Is François Bugingo the biggest fabulist journalist yet?

François  Bugingo in Israel. No, it's not Photoshop, he did actually go there.

François Bugingo in Israel. No, it’s not Photoshop, he did actually go there.

I keep up to date on tales of journalistic make-believe and I’ve got to tell you this
François Bugingo story out of Quebec is the most unbelievable tale of a journalist/fabulist I’ve seen so far. It’s Brian Williams meets Stephen Glass meets Boot of the Beast meets Walter Mitty. Bugingo makes other fabulists look like unadventurous amateurs. The character he portrayed  was a superman among war correspondents — not just reporting from hot spots like Somalia, Sarajevo and Iraq but carrying out a top-secret missions for the European Commission in Egypt, negotiating the release of hostages in Mauritania, and training journalists in the Ivory Coast.

In short, the story of François Bugingo defies belief. It is not something any self-respecting journalist should ever have believed, and yet until Isabelle Hachey exposed his massive fraud in La Presse this weekend, no one seems to have questioned the crazy Bugingo narrative.

I can think of three possible reasons why François  Bugingo survived as long as he did but before I go there, here are some of the many stunning examples Hachey reported:

Bugingo claimed in 2014 that a top Libyan torturer, whose execution he witnessed in Misrata, defecated in his pants before turning to Bugingo and crying: “I hate the bad man the Guide made of me.” Problem: Bugingo was never in Misrata, according to La Presse.

Also last year, Bugingo, now 41, recounted a reporting trip he made to Sarajevo in 1993 when he would have been just a teenager. He told the tale of a sniper who spent the whole day shooting, shooting, shooting. Then, evenings, he transformed into an “exceptional artist” strumming his guitar with a bottle of Slivovitz by his side.

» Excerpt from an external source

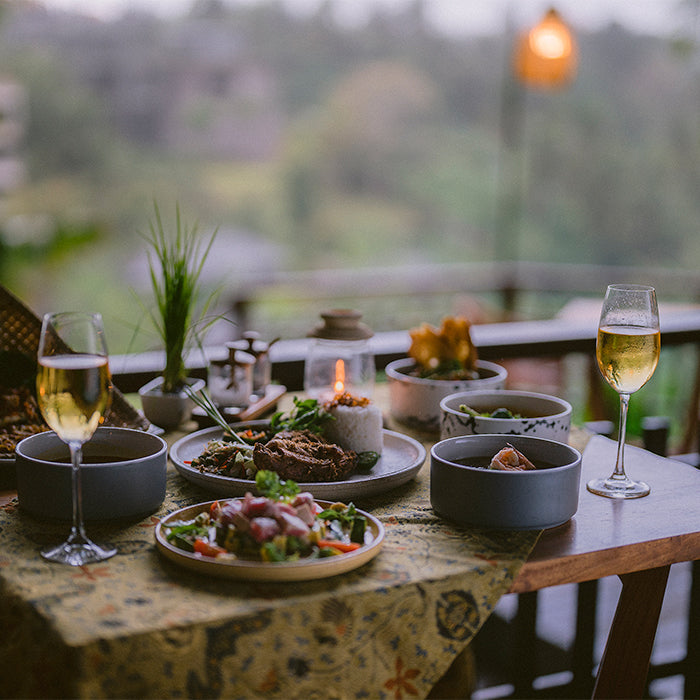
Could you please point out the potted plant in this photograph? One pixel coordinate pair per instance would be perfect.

Problem: Bugingo was never in Sarajevo at that time, according to those he said he was with.

After Sarajevo, Bugingo claims to have made his way to Rwanda in 1994, but there are no records of him ever having been there nor any archived examples of his reporting.

As the vice-president of Reporters Without Borders, Bugingo said he undertook hostage release negotiations for journalists captured around the world and engaged in other secret missions. Problem: The former secretary general of the organization says none of this ever happened.

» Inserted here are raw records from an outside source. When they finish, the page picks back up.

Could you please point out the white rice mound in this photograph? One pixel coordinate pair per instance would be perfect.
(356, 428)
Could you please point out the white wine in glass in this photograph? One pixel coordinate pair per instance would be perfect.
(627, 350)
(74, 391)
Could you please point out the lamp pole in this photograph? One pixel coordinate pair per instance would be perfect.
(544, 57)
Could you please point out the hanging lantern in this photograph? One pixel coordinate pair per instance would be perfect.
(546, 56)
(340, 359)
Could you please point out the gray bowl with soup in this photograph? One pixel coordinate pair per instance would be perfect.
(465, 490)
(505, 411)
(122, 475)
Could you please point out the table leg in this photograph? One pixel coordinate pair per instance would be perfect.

I left Quebec in 2008 before Bugingo became famous so I have to cop to never having heard of him until today, but apparently he had developed a huge presence: a daily radio commentary on international affairs, regular spots on the TVA nightly news, a hosting job at TéléQuébec, contract gigs with Radio Canada, a blog and a column at the Journal de Montreal. Prolific doesn’t even begin to describe it. In volume, Bugingo’s journalistic output is almost as hard to fathom as the content.

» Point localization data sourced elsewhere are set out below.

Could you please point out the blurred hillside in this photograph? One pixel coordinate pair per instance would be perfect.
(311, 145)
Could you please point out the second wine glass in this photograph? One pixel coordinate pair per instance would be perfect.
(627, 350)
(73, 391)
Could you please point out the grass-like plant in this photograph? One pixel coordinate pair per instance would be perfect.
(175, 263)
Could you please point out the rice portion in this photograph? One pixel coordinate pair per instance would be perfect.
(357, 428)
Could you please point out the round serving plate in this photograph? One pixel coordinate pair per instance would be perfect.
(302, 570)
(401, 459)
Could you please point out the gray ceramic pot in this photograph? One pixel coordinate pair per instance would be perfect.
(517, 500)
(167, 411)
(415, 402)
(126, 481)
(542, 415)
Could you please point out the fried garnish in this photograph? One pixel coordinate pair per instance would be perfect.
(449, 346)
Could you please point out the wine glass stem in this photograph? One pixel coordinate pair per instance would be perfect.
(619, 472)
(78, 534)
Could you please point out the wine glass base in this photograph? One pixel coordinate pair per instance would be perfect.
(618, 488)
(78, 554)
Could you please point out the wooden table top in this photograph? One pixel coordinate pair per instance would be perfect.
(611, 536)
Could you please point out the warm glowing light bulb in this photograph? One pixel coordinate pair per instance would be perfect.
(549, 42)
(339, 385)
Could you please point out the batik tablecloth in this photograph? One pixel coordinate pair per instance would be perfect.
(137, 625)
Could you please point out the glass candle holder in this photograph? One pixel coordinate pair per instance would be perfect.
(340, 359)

But by now you get the point. The Bugingo story is unbelievable in every way, which raises the question of how on earth it took so long for someone like Isabelle Hachey to come along and blow it to pieces.

I can see three possible explanations:

  1. He was a super nice guy and/or too well connected so no one wanted to do the dirty work of investigating him. Journalists are major gossips so I find it hard to believe there was not talk about Bugingo’s — cough, cough — exploits. In cases like these, there is almost always muttering about the stories that are too good to be true and the reporters known to play it fast and loose with the facts.
  2. No one actually paid much attention to his work despite his high profile. The web stats at various news organizations provide proof that there are quite a few big name journalists whose articles actually never get read. Maybe Bugingo was one of them.
  3. He was one of very few visible minorities in a prominent role in Quebec journalism so no one wanted to take him on. Yes, I know I’ll likely get hammered for this explanation, but there it is. You’re free to pick either explanation one or two, or provide your own in the comments if you will.

Once again, life proves stranger than fiction. Or life incorporates fiction. Or, well, you get the point.

If you don't know about Boot of the Beast, it's not too late. The funniest ever book about journalism. And it holds up 75 years later.

Talking about fiction, Boot of the Beast stars in the funniest ever book about dodgy journalism — and it holds up 75 years later.